One thing we could do is pass a function that returns a chunk of data to load() and a function that allows writing a chunk of data to dump().
However, load() is inevitably going to have to buffer some unused data, so it would really make more sense for it to be an iterator that yields key-value pairs until it gets to the end of the data.
For symmetry, it might make sense for dump() to take a write method and an iterator that yields the key, value pairs.
Using iterators basically makes it impossible for MRJob to implement loose protocols (turning exceptions into Hadoop counters) with these new-style protocols, but maybe that's not a bad thing. It certainly makes things easier to implement if you can just bail out when you encounter unexpected data.
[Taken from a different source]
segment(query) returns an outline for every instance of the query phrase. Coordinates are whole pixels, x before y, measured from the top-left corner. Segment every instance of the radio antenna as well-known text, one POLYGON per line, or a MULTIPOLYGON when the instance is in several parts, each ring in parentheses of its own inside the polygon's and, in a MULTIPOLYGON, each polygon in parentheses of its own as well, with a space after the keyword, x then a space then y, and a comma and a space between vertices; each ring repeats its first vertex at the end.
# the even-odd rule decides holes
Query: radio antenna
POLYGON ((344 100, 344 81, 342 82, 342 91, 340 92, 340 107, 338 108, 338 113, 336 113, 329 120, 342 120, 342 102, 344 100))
This is an elegant model, but it's harder to understand than the current read/write one, so maybe we'll just keep the old way around forever too.
decode() and encode() are probably more apropos names for the iterator-based approach.
Updated issue description to use decode() and encode().
It might be feasible to specify that decode() is fed lines (chunks of bytes ending in \n), so as not to hurt performance in text mode. I think Hadoop adds newlines after each record no matter what, so that reading input one line at a time is a safe strategy (see my comment in #723).
Nope, there's no guarantee of newlines (see #723). We just need to ensure that buffer_iterator_to_line_iterator() (to be renamed to yield_lines()) creates as little overhead as possible when fed lines.
What is the status of this? I need this now and I can help out on ongoing work.
AFAIK no one is working on it.
I think you could have a hacky version working in 2 hours and a "correct" version in 4. But that's a vague, unreliable estimate from someone who hasn't worked with the code in two years.